Ai fini dell’acquisizione al fascicolo per il dibattimento, ai sensi dell’art. 500 comma 4, delle dichiarazioni in precedenza rese dal teste, è richiesta la sussistenza di «elementi concreti» per ritenere che il testimone sia stato sottoposto a pressioni, desumibili da qualunque circostanza sintomatica della subita intimidazione, purché connotata da obiettività e significatività, e quindi anche soltanto da circostanze emerse nello stesso dibattimento, qualora la prudente valutazione del giudice gli consenta di cogliere dall’atteggiamento assunto dal teste nel corso della deposizione dibattimentale i segni della subita intimidazione; né alcuna valenza può assumere, in senso contrario, il mancato espletamento degli accertamenti incidentali previsti dall’art. 500, comma 5, trattandosi di attività istruttoria meramente eventuale, alla quale il giudice può attendere se ne ravvisi la necessità, senza esservi, tuttavia, obbligato (Sez. 5, 16055/2011).

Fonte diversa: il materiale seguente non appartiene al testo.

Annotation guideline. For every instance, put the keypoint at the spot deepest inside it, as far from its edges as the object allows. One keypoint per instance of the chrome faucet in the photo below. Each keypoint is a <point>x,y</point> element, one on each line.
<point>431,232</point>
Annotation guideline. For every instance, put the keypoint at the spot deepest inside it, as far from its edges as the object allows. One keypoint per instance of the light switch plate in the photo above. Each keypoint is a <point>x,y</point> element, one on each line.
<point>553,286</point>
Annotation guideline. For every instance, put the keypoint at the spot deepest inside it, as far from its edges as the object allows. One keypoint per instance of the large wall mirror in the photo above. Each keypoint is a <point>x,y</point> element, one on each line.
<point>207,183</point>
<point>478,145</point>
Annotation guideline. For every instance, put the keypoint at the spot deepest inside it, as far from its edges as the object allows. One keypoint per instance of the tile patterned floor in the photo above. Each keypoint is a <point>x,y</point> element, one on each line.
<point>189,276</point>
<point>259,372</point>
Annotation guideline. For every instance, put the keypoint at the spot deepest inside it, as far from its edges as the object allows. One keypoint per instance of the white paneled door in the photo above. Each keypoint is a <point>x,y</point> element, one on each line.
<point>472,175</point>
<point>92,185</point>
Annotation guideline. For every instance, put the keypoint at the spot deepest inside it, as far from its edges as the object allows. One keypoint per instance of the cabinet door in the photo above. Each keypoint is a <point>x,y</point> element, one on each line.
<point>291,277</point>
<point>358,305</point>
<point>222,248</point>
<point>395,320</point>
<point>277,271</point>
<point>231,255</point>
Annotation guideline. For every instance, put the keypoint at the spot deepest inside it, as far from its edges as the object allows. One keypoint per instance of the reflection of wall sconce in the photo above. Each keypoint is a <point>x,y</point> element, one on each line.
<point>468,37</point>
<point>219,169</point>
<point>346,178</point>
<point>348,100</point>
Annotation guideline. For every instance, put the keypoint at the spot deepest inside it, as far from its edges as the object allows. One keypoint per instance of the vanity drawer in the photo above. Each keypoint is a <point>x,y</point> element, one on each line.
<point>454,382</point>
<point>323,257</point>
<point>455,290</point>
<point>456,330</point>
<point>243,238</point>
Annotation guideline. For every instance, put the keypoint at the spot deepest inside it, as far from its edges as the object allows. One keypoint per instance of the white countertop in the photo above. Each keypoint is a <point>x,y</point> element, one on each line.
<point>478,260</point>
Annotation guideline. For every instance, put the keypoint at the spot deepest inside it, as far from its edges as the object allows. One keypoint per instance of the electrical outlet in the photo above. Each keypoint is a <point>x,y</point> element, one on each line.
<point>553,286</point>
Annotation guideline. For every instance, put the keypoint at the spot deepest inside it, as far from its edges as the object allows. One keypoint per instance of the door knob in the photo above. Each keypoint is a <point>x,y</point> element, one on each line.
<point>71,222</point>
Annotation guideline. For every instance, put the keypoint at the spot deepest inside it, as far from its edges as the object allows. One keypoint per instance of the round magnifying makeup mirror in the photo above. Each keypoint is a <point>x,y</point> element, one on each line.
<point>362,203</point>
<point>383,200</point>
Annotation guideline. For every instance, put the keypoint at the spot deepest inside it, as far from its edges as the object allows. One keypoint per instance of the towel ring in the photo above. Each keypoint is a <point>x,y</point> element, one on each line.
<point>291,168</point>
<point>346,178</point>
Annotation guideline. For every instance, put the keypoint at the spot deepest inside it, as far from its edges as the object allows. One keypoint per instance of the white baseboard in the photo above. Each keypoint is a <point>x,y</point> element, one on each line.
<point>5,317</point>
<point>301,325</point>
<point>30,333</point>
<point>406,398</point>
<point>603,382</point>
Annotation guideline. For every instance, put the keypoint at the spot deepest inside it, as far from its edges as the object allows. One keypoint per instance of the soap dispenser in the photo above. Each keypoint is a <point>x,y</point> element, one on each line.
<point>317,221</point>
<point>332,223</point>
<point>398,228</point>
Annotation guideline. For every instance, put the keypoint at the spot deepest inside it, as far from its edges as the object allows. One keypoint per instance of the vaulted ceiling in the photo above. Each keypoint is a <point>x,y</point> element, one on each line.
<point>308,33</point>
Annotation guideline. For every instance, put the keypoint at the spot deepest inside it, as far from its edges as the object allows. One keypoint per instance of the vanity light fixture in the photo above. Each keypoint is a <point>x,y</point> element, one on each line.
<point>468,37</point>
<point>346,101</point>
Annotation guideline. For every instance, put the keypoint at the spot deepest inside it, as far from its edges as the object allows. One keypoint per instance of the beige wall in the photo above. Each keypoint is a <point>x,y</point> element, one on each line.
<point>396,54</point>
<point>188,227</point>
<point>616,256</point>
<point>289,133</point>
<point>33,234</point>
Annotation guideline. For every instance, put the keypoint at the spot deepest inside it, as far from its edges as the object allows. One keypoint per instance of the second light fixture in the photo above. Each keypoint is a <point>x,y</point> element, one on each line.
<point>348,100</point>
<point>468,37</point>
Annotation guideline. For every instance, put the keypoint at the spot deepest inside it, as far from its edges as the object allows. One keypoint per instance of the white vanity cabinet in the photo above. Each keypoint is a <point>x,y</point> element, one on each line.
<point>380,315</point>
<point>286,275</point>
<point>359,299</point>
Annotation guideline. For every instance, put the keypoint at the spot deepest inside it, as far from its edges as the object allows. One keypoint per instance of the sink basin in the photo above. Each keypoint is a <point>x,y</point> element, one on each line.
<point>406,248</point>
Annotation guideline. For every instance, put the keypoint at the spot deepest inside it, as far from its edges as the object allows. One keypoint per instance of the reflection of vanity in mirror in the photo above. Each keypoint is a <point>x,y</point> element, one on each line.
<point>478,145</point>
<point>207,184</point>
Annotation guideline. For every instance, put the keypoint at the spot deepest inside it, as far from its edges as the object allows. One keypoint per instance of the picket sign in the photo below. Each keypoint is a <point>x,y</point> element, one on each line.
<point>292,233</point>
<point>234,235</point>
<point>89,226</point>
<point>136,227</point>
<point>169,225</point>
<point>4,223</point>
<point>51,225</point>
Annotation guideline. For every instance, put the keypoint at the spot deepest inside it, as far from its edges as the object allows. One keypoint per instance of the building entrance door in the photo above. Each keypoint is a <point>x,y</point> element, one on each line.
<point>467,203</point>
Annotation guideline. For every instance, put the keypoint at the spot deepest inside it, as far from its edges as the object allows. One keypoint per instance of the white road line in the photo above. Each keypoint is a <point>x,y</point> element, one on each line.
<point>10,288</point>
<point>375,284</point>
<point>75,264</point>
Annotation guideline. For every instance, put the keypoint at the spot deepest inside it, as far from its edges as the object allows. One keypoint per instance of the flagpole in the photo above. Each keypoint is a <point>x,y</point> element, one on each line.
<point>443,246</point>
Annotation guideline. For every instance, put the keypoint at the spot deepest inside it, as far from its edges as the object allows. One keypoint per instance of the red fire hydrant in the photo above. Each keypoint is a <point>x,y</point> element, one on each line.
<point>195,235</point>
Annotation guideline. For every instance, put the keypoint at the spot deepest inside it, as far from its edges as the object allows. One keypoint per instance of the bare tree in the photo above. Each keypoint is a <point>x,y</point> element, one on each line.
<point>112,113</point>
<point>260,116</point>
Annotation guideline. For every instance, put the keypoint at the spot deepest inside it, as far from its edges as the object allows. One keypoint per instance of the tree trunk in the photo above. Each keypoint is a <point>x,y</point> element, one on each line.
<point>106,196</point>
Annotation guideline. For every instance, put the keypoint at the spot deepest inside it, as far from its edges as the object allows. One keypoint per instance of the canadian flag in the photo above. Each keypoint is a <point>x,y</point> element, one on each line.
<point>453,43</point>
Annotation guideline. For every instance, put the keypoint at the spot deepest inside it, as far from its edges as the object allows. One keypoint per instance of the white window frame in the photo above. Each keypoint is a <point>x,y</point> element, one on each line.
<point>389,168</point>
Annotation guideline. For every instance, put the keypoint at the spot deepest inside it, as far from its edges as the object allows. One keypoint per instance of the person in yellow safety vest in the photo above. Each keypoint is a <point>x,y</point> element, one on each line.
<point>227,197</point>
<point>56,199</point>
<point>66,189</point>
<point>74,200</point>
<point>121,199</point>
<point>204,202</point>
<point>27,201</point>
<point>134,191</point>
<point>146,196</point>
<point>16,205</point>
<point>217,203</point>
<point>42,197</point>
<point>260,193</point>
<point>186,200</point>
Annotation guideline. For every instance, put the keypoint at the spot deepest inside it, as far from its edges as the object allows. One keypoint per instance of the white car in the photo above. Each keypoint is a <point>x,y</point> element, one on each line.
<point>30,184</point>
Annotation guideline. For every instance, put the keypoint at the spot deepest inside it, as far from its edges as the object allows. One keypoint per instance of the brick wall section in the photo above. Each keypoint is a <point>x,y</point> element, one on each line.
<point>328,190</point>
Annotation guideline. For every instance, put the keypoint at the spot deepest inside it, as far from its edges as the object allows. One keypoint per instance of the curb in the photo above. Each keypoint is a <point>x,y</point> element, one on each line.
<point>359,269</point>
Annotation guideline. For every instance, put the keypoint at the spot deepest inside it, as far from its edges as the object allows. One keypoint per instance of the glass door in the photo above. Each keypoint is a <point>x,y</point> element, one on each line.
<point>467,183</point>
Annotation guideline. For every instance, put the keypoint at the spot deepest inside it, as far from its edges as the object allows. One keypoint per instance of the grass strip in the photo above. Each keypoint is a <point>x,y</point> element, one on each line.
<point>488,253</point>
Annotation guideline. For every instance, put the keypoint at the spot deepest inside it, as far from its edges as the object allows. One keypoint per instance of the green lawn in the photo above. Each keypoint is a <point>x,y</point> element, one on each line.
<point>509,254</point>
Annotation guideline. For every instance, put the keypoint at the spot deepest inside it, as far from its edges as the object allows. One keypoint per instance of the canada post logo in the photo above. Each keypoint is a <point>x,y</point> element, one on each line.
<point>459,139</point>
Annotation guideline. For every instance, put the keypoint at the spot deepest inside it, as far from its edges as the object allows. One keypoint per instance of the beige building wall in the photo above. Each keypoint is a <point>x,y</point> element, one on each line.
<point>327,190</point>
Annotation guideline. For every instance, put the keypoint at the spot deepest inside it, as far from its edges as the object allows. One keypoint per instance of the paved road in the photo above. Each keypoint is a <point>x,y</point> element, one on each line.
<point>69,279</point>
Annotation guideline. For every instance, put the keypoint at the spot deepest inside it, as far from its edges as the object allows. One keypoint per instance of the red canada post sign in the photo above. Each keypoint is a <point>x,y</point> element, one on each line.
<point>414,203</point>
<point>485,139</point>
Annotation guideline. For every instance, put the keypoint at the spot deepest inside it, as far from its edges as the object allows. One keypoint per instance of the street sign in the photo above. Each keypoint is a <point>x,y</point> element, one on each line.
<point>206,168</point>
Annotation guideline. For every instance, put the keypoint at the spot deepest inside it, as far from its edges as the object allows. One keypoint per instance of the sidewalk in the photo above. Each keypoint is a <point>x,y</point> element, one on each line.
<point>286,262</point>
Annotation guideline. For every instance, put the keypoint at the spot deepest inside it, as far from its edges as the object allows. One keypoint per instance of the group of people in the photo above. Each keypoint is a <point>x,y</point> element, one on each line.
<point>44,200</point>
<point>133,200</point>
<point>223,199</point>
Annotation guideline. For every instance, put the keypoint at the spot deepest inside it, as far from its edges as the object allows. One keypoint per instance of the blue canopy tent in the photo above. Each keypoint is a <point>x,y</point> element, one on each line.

In tema di letture consentite, ex artt. 431 e 511, la querela può essere inserita nel fascicolo per il dibattimento ed è utilizzabile ai soli fini della procedibilità dell’azione penale, con la conseguenza che da essa il giudice non può trarre elementi di convincimento al fine della ricostruzione storica della vicenda, tranne che per circostanze o fatti imprevedibili, risulti impossibile la testimonianza dell’autore della denuncia-querela; in tal caso, infatti, la lettura è consentita, ai sensi dell’art. 512, anche per utilizzarne il contenuto ai fini della prova. Ne consegue che, in assenza dei presupposti di cui all’art. 512, la querela non può essere utilizzata per le contestazioni ex art. 500, trattandosi di documento redatto dalla persona offesa e non di un verbale contenente dichiarazioni precedentemente rese dal testimone (Sez. 5, 51711/2014).